# Best way to locate a used diesel pusher  to purchase



## Lawman69

We are new to RV-ing.  We bought a gas 2008 Monaco 30 SPS about 5 months ago.  Just completed our first extended trip recently while hauling the Jeep behind us.  The Monaco was gutless on serious hills, and its handling in wind is poor, particularly at speed on freeways.  These is a lot of play in the steering wheel.  We test-drove a 2009 Winnebago Journey diesel pusher yesterday and it drove completely normally compared to the Monaco.  We are now thinking abut upgrading to a used Winnebago Journey or a Forza.  Would appreciate suggestions for identifying these units to purchase.  The dealer we visited wants to get rich on such a sale.  I am aware of RV Trader and other such sites, but I am not seeing many such units at all and almost none near where we live.  Thanks for any suggestions.


----------



## C Nash

Well the 30 footer will not handle like a disel.  No comparsion.  Gutless???  What engine do you have?  What speed are you driving?  If there is play in the steering there is a problem.  Dealers have to make a living.  Make them an offer and they may supprise you.  No gas burner will handle like a pusher.  You are looking at air ride versus spring ride. A lot depends on how upside down you are on your present MH as to deals.  I have the 32 PBS  HR on the Ford chassis with V10 engine and it handles fine.  No not like a pusher but has plenty power but I drive 55 and dont care if others pass me.  Reason for rving is slow down and enjoy.  Dont get me wrong I love performance but leave that for the drag strips.  Just keep looking plenty of pushers out there.  Friend just traded a 2014 30 footer for a 34 ft HR pusher and loves the difference in handling.


----------



## akjimny

Lawman - it all depends on how much money you want to spend.  I have a 2007 Sunseeker 31 foot Class C on the F450 chassis with a V10 engine.  It gets between 8 and 10 miles per gallon and it hauled a 16 foot enclosed trailer up the Alcan with no problems.  Admittedly there were some hills where I had to downshift into low, but I was still passing semis.  Pros and Cons:  You already have a motorhome.  It probably needs new shocks, new tie rod ends and anti-sway bar bushings.  Those should take care of most of the play in the steering wheel and sway in the cross winds.  A complete tune-up may give you more power.  You could also have a K&N cold air intake and a set of exhaust headers to maximize your engine performance.  Con:  It's a 7 year old motorhome.  Diesel Pusher Pros and Cons:  Pro:  It's a diesel pusher. It will should have more power and torque to pull your toad.  Cons:  It will be more expensive.  Tune-ups and oil changes will cost more.  In fact, any mechanical problems you might have will cost more.  A diesel pusher cannot be repaired by just any mechanic.  The toss up is fuel cost.  A gas engine will get slightly less MPG than a diesel - but gas costs less per gallon.

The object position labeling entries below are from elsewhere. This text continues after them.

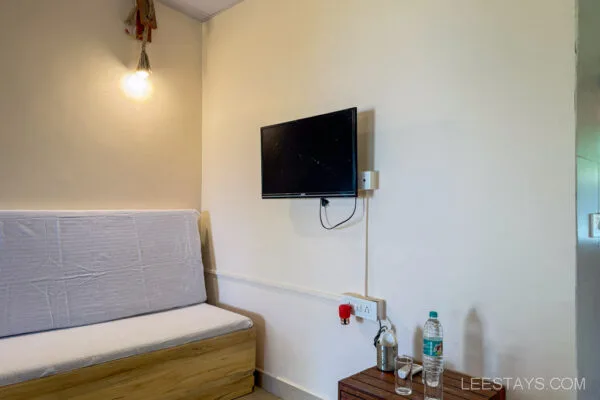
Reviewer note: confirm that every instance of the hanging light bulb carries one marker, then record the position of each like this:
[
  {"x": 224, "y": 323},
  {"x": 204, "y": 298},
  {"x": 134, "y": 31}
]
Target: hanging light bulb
[
  {"x": 137, "y": 85},
  {"x": 143, "y": 70}
]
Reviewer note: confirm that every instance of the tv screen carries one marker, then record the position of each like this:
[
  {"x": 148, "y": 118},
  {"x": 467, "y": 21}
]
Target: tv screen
[{"x": 311, "y": 157}]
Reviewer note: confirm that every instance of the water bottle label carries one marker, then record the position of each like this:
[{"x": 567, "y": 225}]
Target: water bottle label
[{"x": 433, "y": 347}]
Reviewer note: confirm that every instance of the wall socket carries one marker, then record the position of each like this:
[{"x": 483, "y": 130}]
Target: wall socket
[
  {"x": 594, "y": 225},
  {"x": 365, "y": 307}
]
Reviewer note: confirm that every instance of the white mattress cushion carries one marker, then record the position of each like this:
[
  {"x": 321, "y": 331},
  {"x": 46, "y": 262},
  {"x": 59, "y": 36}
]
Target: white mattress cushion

Basically it all boils down to money.  How much do you want to spend and what do you want to spend it on.  I agree with Chelse - drive slow and enjoy the scenery.  You bedroom is only a few feet behind you.


----------



## Rick Smith

We moved up from a 30' Storm gasser, a 35' Winnebago to a 40' Newmar Dutch Star DP. There is no comparion in quality and driveability with the two gassers and our diesel pusher. There is a premium to pay for a DP, but it is worth every dime.

I would never buy one of these MH's new. Further, I would never buy a used RV of any style from a dealer. We bought our Newmar 10 years old with 30K miles from the original owner for around $200K less than a new one!! Funny thing, our 2004 Newmar 4011 drives just as good as the new 2015 Newmar we drove! 

We know the past maintenance that has been performed and I perform my own maintenance now. If your budget allows, go with a quality used DP and buy it from the owner.


----------